Furthermore, in some jurisdictions, sports traditionally reserved for female athletes, are now open to male athletes based on their gender identity and who identify as women and girls. This has had significant human rights implications for all women and girls, including their right to equality and non-discrimination. It also raised questions regarding fairness, in sports as well as the full participation in education, culture, and sports as well as society as a whole.
These realities raise questions under the duty of state and non-state actors in preventing incidents of discrimination and violence against all women and girls, as well as the obligation to protect and assist survivors/victims of violence and ensure that they have access to effective investigation and reparations, including non-repetition.
The Special Rapporteur would like to receive input to better understand the forms of violence that women and girls experience in sports and the causes and consequences of such violence.
Key questions and types of input/comments sought
The Special Rapporteur seeks input and feedback from the following relevant actors to one or more of the questions below: Women and girls in sports; international, regional and national sports associations and sports organizations; representatives, parents or guardians of women and girls involved in sports; relevant State institutions and Ministries that facilitate the involvement of women and girls in sports; academics and experts on sport; United Nations organizations, national human rights institutions, and other relevant stakeholders within the sports ecosystem (such as the Olympic movement, international sports federations; professional unions, clubs, and other relevant commercial entities).
- What are the different forms of violence that women and girls in sports may experience (e.g. physical, psychological, economic, online violence, coercive control, as well as extreme form of discrimination that amounts to violence)?
- What human rights of women and girls in sports are violated as a result of the exposure of women and girls in sports to violence or the risk of violence?
- Which actors are responsible for committing acts of violence against women and girls and increasing the risks of violence against women and girls in sports?
- What are the principal causes of the violence that women and girls experience in sports, including the structural causes of such violence?
- Which groups of women and girls in sports are more exposed to violence and on what grounds?
- What are the responsibilities of State and non-State actors in preventing acts of violence against women and girls in sport, including in adopting measures to investigate it, and to hold those responsible for it accountable, and to provide assistance and protection to survivors of violence?
- What measures do State and non-State actors have in place to ensure that incidents of violence against women and girls in sports can be effectively reported, and that they are thoroughly investigated and sanctioned?
- To what extent are women and girls in sport, as well as the associations that represent them being effectively involved and consulted in the design and implementation of policies that are meant to end severe discrimination and violence against women and girls in sport at the national, regional, and international level?
- Please provide examples of good practice that have been adopted by State and non-State actors with regards to ending violence against women and girls in sports?
- What are the lessons learned from policies and legislations that have been adopted and implemented with regards to women and girls in sports and their implications on the safety, security, dignity, equality and participation of women and girls in sports?
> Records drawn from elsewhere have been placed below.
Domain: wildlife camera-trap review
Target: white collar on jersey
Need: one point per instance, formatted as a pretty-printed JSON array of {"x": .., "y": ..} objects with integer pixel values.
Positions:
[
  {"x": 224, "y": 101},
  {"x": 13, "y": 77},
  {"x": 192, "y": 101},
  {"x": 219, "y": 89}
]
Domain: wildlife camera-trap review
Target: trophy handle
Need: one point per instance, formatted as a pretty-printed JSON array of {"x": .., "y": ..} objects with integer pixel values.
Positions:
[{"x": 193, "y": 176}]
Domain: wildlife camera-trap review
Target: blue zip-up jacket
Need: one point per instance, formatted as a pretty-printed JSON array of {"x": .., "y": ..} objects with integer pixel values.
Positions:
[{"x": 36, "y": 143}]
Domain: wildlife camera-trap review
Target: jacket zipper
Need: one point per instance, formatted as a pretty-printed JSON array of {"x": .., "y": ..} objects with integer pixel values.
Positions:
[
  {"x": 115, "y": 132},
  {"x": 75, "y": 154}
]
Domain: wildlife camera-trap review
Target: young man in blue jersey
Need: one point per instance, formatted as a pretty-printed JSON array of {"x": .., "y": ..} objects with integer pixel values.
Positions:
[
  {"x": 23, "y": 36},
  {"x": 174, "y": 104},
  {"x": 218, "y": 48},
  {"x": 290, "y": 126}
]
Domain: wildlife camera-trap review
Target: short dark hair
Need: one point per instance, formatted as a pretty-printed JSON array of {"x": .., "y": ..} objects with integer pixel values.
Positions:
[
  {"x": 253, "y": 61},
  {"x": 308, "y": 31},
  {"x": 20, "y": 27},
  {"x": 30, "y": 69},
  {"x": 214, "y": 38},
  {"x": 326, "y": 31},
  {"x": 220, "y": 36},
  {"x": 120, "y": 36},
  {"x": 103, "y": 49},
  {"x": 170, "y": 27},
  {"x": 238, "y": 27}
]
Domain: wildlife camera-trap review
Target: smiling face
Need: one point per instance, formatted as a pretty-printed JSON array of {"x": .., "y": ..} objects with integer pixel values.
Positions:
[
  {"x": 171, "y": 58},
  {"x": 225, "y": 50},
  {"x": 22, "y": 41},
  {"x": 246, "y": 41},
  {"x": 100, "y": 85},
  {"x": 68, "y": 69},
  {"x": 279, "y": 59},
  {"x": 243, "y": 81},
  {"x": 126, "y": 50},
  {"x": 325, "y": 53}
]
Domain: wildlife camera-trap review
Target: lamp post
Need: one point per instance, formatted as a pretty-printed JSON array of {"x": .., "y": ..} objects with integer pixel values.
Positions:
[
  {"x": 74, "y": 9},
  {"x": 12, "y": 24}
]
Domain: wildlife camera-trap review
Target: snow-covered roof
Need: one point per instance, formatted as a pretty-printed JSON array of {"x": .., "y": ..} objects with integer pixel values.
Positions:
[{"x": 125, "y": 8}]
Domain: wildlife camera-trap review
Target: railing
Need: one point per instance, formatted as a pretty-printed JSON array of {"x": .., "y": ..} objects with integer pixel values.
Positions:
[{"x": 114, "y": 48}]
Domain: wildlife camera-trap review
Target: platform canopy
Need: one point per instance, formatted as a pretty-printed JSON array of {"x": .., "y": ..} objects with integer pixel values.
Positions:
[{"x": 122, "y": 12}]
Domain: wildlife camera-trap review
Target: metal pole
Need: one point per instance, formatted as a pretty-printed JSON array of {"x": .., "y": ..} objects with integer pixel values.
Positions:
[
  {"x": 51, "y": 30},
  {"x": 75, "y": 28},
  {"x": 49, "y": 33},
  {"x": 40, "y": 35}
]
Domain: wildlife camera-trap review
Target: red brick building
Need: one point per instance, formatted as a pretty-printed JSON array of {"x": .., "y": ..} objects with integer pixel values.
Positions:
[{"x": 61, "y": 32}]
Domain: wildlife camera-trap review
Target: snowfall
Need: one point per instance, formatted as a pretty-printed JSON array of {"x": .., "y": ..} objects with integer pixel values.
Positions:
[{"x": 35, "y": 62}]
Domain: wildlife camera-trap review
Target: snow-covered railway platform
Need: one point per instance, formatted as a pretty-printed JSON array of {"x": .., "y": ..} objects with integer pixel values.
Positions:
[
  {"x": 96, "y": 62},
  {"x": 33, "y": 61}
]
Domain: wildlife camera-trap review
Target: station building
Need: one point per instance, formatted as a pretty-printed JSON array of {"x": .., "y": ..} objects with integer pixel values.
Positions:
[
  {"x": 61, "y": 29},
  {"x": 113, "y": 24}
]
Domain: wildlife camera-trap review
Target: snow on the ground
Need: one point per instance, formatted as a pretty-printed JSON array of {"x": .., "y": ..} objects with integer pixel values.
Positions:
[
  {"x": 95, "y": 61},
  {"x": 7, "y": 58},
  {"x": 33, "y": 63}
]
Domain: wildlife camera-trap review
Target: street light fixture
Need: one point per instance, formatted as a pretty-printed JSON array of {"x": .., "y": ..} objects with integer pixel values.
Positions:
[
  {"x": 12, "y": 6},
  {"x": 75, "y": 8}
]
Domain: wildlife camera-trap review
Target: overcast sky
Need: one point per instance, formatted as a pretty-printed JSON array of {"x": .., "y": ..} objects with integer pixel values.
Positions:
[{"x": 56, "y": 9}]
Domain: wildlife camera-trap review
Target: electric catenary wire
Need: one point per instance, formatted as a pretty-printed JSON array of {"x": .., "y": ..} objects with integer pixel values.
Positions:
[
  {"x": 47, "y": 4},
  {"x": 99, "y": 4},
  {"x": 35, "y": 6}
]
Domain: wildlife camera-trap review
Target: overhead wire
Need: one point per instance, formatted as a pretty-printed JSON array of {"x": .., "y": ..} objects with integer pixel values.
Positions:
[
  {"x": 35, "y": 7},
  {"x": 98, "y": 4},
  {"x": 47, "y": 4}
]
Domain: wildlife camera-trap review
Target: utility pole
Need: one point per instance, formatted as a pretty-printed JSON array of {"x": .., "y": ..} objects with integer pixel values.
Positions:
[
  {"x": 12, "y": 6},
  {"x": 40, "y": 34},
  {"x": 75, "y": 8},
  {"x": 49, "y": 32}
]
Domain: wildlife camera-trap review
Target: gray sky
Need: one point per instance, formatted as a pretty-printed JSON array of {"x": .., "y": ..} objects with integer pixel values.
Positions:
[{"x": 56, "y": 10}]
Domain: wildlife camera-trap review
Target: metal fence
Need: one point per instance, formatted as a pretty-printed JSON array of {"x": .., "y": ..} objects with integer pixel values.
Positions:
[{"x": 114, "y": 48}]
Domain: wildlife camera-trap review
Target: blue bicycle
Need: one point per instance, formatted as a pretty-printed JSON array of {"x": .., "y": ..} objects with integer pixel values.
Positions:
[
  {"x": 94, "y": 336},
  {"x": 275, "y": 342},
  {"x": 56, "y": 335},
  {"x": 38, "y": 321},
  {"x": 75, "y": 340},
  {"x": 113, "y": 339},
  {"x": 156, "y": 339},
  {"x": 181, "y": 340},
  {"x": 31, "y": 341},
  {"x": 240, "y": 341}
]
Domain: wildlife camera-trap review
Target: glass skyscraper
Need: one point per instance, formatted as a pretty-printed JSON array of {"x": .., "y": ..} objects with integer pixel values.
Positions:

- Please provide recommendations as to how violence against women and girls in sport can be prevented and what needs to be done to better respond to the needs of survivors of such violence?
Respondents may wish to answer some but not all these questions and provide information focusing on either women, girls, or both.
Type of submissions and how inputs will be used
Should the number of submissions remain manageable, they will be published on the mandate’s website. If the authors wish for their submissions to remain confidential, the Special Rapporteur kindly requests that it be explicitly state. If the submission is on behalf of any woman or girl that has been a victim, the consent of the victim must be obtained. If the victim is a minor, the consent from the guardian or parent must also be attained.